E poi sai cosa c’è di bello nel ciclismo? Mentre pedali puoi pensare, in tanti altri sport no. Lo ha dichiarato Alfredo Martini in una recente intervista a Gianni Mura. Come ha ragione. Anche se non basta pedalare, per pensare. Ci vuole anche la testa giusta. Alfredo Martini ha da poco compiuto i novant’anni e la testa giusta ce l’ha, sicuro. L’ha sempre avuta. Come il suo grandissimo amico di vita e di bici, Fiorenzo Magni, anche lui neo novantenne, con una lucidità mentale che lasciava senza fiato. Come nemmeno la più ripida delle salite, riesce a fare.

Sarà che la bicicletta, accompagnata da uno stile di vita sano, fa bene. Ma almeno altri due sono, in questo momento, i novantenni dello sport italiano che “a farci riferimento” si fa solo bella figura: Ottavio Missoni e Rolly Marchi. L’amico Marco Pastonesi, cantore di tutte le glorie sportive recenti e meno recenti, li ha messi insieme in una sua bella, semplice e onesta rassegna: quattro pezzi da novanta. Iniziativa che avrebbe dovuto meritare maggior risonanza mediatica, ma il circo mediatico, incluso quello rosa-sportivo, è ahimè in altre faccende affaccendato….tant’è.

La dignità, è ciò che colpisce di più in questi ragazzi di novant’anni. Ragazzi, si proprio ragazzi.
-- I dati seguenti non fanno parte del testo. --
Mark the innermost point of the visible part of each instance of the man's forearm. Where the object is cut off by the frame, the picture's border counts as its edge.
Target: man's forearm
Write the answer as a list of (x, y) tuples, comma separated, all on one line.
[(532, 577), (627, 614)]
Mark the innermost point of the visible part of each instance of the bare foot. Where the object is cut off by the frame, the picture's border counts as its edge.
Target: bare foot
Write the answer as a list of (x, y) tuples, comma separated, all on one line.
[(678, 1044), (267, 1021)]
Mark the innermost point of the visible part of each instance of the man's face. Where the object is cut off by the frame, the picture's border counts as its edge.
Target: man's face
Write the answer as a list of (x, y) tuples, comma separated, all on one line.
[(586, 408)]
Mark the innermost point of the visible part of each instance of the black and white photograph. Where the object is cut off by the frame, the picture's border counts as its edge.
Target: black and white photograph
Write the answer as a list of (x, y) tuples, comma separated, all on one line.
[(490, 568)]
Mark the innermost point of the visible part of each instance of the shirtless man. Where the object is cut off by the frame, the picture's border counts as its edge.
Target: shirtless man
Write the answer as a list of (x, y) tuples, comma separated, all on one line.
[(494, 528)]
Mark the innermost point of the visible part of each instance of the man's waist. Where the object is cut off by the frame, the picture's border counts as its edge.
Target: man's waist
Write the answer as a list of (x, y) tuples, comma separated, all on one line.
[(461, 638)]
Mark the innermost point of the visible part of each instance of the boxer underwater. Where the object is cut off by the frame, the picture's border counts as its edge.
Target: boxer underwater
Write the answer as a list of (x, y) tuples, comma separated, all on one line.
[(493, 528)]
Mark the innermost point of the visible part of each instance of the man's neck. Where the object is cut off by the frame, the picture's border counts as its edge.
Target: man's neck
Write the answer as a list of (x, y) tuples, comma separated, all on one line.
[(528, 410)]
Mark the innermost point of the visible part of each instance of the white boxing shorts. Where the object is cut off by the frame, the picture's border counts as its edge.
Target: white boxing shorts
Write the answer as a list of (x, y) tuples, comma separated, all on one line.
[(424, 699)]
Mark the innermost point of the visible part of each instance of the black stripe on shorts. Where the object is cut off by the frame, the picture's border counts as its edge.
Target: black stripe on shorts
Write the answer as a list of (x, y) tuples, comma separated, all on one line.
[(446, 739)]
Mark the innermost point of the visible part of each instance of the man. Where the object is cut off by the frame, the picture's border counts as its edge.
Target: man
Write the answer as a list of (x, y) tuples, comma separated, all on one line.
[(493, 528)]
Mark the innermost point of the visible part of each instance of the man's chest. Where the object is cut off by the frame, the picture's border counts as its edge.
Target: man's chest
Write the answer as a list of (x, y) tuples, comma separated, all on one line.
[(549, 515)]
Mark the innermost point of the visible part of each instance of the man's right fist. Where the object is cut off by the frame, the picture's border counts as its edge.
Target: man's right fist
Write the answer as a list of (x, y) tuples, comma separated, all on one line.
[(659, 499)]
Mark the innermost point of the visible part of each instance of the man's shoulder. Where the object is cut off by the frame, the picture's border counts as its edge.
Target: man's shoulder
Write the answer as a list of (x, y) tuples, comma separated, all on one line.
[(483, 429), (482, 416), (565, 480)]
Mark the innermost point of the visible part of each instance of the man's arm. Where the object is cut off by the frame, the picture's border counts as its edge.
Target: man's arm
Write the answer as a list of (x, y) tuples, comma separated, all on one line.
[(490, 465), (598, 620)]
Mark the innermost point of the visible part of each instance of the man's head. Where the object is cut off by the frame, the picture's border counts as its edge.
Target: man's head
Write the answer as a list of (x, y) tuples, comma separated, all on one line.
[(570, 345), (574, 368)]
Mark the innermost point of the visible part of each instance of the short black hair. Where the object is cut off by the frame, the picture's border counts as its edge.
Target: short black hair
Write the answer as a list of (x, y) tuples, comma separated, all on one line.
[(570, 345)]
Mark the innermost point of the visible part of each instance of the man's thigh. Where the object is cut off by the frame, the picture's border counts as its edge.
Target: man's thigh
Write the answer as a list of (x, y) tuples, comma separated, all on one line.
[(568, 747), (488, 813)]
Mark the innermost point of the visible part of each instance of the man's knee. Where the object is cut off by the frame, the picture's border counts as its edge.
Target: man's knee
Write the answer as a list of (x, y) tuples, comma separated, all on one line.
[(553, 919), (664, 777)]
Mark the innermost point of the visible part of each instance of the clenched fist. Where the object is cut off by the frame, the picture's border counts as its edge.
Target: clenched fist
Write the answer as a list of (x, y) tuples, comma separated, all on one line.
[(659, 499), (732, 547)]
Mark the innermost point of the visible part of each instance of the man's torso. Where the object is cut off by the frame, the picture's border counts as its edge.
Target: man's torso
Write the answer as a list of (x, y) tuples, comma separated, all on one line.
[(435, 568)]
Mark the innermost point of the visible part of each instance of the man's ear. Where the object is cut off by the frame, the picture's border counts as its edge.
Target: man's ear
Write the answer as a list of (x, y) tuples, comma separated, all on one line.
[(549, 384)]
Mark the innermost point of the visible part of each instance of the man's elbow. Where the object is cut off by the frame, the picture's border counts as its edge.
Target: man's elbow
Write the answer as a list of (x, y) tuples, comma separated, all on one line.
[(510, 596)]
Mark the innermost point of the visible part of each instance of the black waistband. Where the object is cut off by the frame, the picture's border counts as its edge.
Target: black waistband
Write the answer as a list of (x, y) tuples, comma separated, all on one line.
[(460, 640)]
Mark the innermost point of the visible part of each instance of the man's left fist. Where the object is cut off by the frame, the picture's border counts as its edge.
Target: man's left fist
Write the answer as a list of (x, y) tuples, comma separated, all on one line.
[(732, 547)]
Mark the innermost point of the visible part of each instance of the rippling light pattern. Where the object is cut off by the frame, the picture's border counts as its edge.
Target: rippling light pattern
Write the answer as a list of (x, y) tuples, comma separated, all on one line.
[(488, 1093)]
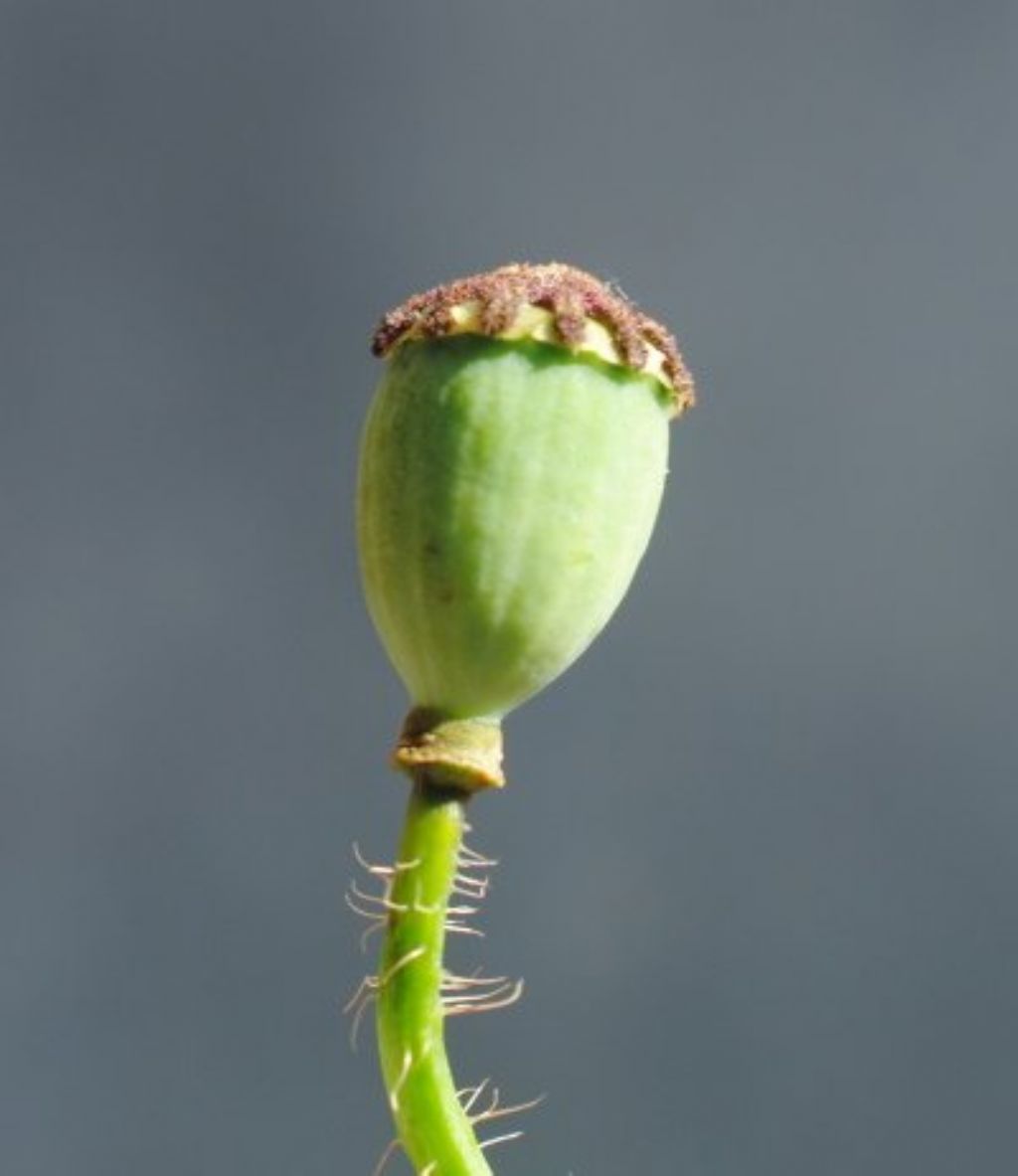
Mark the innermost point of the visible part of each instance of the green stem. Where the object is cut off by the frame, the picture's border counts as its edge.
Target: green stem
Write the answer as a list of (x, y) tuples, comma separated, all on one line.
[(433, 1129)]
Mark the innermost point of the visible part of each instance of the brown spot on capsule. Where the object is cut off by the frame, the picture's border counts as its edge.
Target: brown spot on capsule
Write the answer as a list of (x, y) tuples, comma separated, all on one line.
[(572, 296)]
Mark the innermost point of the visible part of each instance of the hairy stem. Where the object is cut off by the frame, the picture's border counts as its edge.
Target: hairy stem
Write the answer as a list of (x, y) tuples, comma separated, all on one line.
[(433, 1128)]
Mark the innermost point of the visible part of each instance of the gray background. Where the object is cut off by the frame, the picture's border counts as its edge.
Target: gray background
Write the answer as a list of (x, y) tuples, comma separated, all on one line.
[(761, 847)]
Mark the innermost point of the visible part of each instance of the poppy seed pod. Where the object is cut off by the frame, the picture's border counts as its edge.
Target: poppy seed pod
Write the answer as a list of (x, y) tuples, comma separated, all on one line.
[(511, 469)]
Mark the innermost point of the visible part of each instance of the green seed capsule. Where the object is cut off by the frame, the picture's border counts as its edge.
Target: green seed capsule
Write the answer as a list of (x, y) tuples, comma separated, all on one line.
[(511, 470)]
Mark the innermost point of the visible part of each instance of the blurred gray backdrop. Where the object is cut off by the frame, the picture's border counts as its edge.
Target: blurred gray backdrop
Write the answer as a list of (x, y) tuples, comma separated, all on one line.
[(761, 847)]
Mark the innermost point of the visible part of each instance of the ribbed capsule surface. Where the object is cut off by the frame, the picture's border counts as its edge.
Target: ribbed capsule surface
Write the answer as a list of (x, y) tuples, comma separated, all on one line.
[(507, 494)]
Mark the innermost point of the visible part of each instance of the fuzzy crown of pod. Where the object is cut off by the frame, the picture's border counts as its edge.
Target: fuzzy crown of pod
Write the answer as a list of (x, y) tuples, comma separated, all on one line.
[(511, 470)]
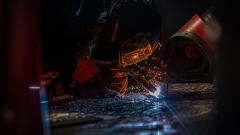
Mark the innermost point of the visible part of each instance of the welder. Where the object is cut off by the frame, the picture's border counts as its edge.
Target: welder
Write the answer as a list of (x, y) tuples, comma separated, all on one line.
[(66, 26)]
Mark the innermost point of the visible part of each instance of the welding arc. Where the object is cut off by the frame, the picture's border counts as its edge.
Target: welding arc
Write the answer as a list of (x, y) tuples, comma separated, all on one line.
[(142, 81)]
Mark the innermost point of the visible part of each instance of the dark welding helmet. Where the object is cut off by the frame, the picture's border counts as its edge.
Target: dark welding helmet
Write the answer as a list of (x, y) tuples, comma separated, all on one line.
[(189, 53)]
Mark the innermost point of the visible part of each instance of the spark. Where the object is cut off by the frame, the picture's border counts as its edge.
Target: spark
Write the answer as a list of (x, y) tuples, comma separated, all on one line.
[(156, 93)]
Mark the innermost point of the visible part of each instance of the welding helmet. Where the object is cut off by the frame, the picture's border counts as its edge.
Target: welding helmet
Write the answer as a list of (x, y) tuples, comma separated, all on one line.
[(189, 53)]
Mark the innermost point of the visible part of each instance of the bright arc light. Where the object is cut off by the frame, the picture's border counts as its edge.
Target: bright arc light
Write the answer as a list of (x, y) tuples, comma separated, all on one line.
[(156, 93)]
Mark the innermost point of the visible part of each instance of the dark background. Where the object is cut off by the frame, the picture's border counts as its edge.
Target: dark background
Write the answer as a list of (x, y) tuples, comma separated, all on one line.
[(174, 14)]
Uomini seri, non spensierati, allegri e carichi di positivo ottimismo, spensierati, credo, lo siano stati ben poco. Determinati e giusti, molto.
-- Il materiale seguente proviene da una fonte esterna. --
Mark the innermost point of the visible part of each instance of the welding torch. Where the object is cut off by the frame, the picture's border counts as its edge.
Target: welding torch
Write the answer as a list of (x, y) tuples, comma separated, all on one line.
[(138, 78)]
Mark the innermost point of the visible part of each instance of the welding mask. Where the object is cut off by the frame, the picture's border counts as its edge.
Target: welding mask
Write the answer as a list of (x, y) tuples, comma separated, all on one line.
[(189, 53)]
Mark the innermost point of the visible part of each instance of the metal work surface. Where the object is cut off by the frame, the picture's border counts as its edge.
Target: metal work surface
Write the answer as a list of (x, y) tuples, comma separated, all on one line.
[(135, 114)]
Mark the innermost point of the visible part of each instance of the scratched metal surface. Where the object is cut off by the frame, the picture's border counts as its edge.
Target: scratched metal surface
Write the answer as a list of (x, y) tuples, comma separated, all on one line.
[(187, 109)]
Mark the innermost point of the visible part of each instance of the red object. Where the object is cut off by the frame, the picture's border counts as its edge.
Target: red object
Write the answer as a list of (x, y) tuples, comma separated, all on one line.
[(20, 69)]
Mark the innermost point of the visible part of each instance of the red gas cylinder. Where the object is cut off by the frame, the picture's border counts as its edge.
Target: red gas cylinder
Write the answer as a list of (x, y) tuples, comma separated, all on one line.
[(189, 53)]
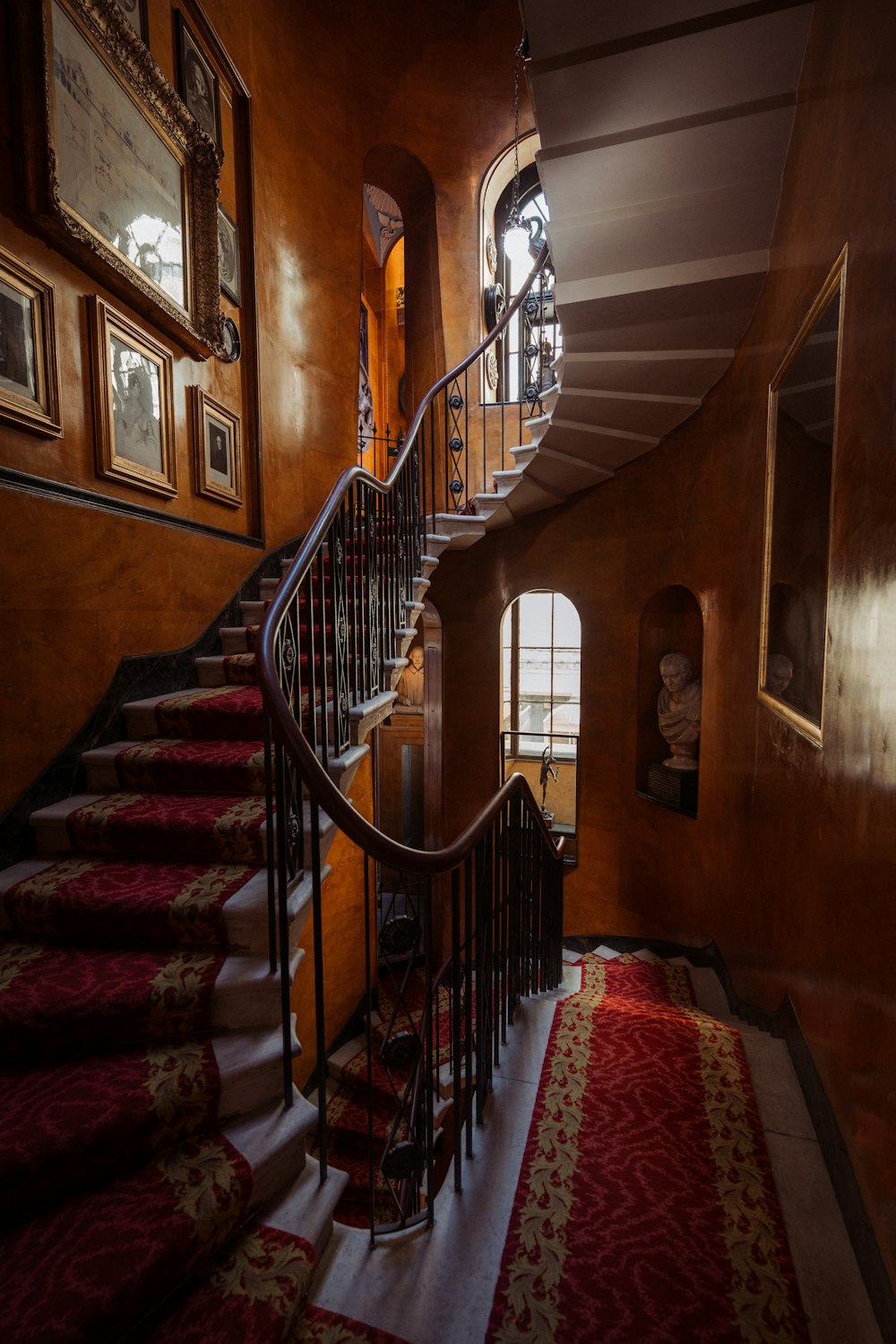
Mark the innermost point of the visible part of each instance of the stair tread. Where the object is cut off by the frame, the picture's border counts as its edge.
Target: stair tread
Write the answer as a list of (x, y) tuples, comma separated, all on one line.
[(121, 902), (212, 1306), (101, 1261), (120, 1107), (177, 765), (94, 1266)]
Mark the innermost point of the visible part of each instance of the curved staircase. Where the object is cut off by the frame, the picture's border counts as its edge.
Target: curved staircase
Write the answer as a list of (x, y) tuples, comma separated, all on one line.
[(155, 1177)]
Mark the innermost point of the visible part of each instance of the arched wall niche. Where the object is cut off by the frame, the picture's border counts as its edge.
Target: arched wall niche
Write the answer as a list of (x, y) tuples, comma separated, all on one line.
[(406, 179), (670, 623)]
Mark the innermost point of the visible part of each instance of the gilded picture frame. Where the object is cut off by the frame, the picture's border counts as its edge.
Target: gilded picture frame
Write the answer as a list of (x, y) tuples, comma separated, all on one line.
[(116, 169), (134, 400), (218, 451), (196, 81), (134, 13), (801, 461), (228, 255), (29, 360)]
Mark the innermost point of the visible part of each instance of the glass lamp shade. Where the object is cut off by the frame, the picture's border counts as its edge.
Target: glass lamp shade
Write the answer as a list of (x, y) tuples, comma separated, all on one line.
[(516, 242)]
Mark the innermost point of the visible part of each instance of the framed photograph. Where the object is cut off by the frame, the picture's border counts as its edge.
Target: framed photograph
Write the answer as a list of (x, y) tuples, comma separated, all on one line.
[(228, 254), (116, 169), (198, 82), (29, 366), (134, 13), (132, 384), (220, 462)]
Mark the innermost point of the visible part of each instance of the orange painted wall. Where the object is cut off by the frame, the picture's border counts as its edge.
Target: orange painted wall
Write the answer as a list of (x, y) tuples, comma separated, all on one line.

L’esperienza sportiva aiuta in molti casi della vita. La bicicletta, il pedalare, il ciclismo come faticosa disciplina agonistica, un po’ di più. Verissimo quello che dice Martini, pedalare aiuta la qualità dei propri pensieri e buoni pensieri aiutano l’andatura della nostra pedalata, riducendo la sensazione di fatica. Fatica fisica, che appaga lo spirito e avvicina alla saggezza.
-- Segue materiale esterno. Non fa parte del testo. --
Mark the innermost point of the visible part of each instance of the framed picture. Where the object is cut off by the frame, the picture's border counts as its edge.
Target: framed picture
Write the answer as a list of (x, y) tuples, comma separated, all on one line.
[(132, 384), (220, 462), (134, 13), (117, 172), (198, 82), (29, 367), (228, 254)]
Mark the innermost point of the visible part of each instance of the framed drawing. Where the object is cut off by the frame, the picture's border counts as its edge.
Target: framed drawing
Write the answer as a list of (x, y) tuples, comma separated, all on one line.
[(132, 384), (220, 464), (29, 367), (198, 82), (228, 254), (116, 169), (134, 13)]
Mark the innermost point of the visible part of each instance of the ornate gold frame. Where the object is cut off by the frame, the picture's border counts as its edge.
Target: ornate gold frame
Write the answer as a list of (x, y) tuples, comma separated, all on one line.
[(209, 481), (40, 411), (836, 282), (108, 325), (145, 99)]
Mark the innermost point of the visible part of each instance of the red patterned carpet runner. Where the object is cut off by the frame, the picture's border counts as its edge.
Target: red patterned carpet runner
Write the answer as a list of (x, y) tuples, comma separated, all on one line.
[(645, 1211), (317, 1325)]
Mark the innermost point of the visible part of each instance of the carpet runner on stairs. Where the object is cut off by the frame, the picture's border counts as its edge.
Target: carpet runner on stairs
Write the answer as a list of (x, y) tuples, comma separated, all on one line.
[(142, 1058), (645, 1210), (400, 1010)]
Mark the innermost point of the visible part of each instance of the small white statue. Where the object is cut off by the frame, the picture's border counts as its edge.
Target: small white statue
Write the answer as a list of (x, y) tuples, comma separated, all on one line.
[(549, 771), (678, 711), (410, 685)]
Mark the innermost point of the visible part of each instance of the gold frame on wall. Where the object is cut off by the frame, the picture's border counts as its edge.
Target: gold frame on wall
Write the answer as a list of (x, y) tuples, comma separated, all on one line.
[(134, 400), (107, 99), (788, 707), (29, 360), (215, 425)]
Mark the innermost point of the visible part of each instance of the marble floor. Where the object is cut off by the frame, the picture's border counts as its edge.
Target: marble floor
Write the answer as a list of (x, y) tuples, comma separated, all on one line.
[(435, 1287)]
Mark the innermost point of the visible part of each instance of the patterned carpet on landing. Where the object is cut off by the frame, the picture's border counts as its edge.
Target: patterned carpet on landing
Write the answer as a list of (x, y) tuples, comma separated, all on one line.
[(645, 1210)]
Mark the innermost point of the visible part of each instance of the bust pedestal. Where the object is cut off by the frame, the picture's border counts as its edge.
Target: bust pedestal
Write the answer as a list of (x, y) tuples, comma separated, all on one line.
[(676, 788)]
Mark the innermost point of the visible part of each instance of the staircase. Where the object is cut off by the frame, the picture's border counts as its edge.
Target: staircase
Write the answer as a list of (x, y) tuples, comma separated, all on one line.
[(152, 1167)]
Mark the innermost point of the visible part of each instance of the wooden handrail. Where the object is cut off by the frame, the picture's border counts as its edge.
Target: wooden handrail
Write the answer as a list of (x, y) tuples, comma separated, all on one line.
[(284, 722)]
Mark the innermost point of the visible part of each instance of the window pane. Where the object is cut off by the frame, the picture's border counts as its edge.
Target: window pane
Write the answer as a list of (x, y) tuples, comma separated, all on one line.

Anche la piacevolezza dei luoghi attraversati aiuta la qualità del pensiero. Pedalare per chilometri e chilometri, vuol dire stabilire un rapporto particolare con la strada, con il paesaggio con le persone e le cose che si incontrano. Scoprire le piccole strade dimenticate, esplorare il territorio solo per il gusto di girovagare tra boschi di montagna, campi coltivati di pianura e colline geometricamente allineate in filari di viti è l’aspetto migliore della fatica cicloturistica. In bicicletta si guarda con occhi diversi, si ha il tempo di osservare e contemplare, tutto. Dalla magia del paesaggio, all’azzurro assoluto del cielo oltre i crinali, ma anche alla deludente sciatteria umana che abbandona bottigliette a bordo strada, televisori anni ’50 nelle rogge e vecchi scaldabagni gettati in fondo a improbabili dirupi.

Pedalare per chilometri e chilometri, vuol dire stabilire un rapporto diverso con il tempo e con lo spazio, che si dilatano per farci scoprire desueti limiti, ma anche il modo per affrontarli e superarli. Il tempo e le distanze assumono un valore diverso, proiettandoci in uno stato in cui non ci si può sentire protagonisti e dominatori, ma umanamente parte dell’ambiente, e della dilatazione di distanza e tempo. Da vivere, più che affrontare, con rispetto, equilibrio e partecipazione. Non è una sfida, ma di un invito alla condivisione. E più le nostre strade saranno zitte, più forti saranno queste sensazioni. Belle, bellissime. Talmente belle, che è peccato tenerle solo per noi. Nei nostri pensieri.